This article is the latest in a series that aims to help novice investors with the stock market. The Beginners’ Portfolio is a virtual portfolio, run as if based on real money with all costs, spreads and dividends accounted for. Transactions made for the portfolio are for educational purposes only and do not constitute advice to buy or sell.
Although 2015 has been a rough year for investors with the FTSE 100 down 3.8%, the Beginners’ Portfolio has actually done reasonably well. Since my end-of-2014 update on 18 December that year, the portfolio value has risen from £6,098.41 to £6,811.57. That includes dividends and all costs, such as costs we’d incur if we sold it all today, and represents a gain of 11.7%, taking its total gain since inception to 34.3%.
Here’s the current state of affairs, with prices at market close on 30 December:
Initial investment | £5,073.66 |
---|
Company | Shares | Buy | Cost | Bid | Value | Change | % |
---|---|---|---|---|---|---|---|
Glaxo | 34 | 1,440.5p | £502.22 | 1,383.5p | £460.39 | -£41.83 | -8.3% |
Persimmon | 49 | 617.9p | £352.21 | 2,037p | £988.13 | £662.92 | +204% |
BP | 112 | 434.5p | £499.01 | 355.0p | £387.60 | -£111.41 | -22.3% |
Rio Tinto | 31 | 3,132.9p | £996.05 | 1,985.5p | £597.14 | -£398.92 | -40.0% |
BAE | 146 | 332.3p | £497.59 | 505.0p | £727.30 | £229.71 | +46.2% |
Apple | 14 | $65.50 | £605.98 | $107.6 | £1,000.34 | £394.36 | +65.1% |
Aviva | 146 | 321.4p | £470.71 | 518.5p | £747.01 | £276.30 | +58.7% |
Barclays | 210 | 254.2p | £546.56 | 220.7p | £453.57 | -£93.09 | -4.5% |
ARM | 80 | 913.5p | £744.46 | 1,045p | £826.00 | £81.54 | +11.0% |
Sirius | 3,440 | 13.75p | £485.33 | 14.75p | £497.40 | £11.97 | +2.5% |
Cash | £126.80 | ||||||
Current value | £6,811.57 | £1,737.91 | +34.3% |
Big winner
The portfolio owes the bulk of its success to Persimmon (LSE: PSN), whose shares have more than trebled in value since being added to the portfolio in July 2012, to 2,037p. The whole housebuilding sector seemed insanely undervalued at the time, and all of Persimmon’s major competitors have seen their share prices soar since the depths of the recession. In fact, once we consider the special dividends Persimmon has also been paying, we’re up to a 3.4 times gain!

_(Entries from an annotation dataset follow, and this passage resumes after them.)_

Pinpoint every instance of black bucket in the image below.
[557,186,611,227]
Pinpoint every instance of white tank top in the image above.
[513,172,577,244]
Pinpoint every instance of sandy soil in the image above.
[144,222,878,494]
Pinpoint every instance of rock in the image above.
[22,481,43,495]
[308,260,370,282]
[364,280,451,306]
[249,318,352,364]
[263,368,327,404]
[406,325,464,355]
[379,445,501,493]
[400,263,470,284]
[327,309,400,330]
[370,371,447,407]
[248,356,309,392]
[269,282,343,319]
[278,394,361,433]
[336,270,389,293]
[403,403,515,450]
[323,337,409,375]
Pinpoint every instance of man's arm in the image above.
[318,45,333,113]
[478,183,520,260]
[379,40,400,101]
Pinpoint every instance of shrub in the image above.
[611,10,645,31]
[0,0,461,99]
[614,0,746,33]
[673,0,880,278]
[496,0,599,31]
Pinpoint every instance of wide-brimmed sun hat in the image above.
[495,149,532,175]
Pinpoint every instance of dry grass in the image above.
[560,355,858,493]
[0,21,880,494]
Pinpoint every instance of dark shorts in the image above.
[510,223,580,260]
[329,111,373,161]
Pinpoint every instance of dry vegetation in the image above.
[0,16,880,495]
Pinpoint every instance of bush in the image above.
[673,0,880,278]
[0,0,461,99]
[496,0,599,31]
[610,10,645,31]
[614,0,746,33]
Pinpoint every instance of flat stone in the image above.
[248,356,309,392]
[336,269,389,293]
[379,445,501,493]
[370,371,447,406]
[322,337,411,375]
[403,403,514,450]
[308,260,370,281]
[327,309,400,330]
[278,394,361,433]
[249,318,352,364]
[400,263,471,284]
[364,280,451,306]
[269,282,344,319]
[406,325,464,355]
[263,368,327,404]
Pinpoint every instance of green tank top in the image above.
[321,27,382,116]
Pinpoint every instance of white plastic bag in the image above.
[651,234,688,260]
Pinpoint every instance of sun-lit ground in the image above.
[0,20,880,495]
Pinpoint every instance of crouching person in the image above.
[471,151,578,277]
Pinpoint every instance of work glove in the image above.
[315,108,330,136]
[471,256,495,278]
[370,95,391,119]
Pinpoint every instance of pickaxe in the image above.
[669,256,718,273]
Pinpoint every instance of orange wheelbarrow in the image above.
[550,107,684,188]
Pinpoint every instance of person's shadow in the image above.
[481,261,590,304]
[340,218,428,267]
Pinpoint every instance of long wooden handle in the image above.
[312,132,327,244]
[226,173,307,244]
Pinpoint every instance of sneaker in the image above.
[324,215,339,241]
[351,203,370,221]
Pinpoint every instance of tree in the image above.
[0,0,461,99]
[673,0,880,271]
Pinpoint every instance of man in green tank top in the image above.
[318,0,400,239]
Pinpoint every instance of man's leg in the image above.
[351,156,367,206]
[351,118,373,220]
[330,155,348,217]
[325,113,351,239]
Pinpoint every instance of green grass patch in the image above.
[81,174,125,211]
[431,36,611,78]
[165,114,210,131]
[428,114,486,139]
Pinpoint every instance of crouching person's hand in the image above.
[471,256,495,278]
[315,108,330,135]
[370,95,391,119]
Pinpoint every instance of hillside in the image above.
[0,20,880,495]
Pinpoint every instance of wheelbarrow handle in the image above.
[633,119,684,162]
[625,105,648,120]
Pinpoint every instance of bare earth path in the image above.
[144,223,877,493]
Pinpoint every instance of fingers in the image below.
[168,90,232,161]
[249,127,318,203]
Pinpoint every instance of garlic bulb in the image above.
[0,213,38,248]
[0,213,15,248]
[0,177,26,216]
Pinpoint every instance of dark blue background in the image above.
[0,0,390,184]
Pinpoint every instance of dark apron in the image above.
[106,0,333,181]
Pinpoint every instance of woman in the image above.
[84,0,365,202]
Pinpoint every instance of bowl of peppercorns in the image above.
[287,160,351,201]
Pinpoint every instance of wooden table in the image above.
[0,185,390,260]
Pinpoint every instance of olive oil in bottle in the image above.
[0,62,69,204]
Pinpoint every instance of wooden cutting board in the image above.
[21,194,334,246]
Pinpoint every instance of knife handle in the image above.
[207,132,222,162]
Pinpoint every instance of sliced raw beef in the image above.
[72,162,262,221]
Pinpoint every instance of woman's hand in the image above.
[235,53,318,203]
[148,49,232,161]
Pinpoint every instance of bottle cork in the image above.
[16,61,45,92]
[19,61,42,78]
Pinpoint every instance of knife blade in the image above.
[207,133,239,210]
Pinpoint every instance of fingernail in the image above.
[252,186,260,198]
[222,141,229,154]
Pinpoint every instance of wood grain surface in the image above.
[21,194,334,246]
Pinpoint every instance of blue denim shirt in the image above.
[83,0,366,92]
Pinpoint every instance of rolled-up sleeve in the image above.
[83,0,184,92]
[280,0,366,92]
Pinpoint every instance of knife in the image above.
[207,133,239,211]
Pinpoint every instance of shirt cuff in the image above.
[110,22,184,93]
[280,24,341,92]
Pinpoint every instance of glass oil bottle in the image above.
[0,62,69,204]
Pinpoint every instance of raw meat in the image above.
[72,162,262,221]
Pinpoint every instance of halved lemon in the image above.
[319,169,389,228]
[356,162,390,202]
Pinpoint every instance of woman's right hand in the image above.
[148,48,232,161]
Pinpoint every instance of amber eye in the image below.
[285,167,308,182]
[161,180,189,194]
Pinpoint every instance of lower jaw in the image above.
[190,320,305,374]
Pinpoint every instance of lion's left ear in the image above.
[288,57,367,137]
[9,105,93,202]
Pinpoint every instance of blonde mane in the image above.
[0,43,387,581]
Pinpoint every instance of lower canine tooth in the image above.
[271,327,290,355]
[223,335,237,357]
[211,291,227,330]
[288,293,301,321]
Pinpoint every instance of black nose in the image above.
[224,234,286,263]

What I really like about Persimmon as an investment is that it could still have a fair bit further to go. We’ve had years of great EPS growth already, yet the City’s pundits are expecting a further 28% this year, followed by 10% next, which would drop the P/E to under 12.
Mooted dividends are strong at 5.2% and 5.4% for 2015 and 2016, respectively; the company is sitting on a large land bank that it built up when land was going cheap; and demand for its new homes seems insatiable. Persimmon is definitely a keeper.
Loser!
At the other end, we’ve had a disastrous year from Rio Tinto (LSE: RIO), whose price has continued to slide. It’s down 34% this year to 1,985p, and down 40% since we added it to the portfolio – although receiving some dividend cash has alleviated the loss a little, leaving us 30% down.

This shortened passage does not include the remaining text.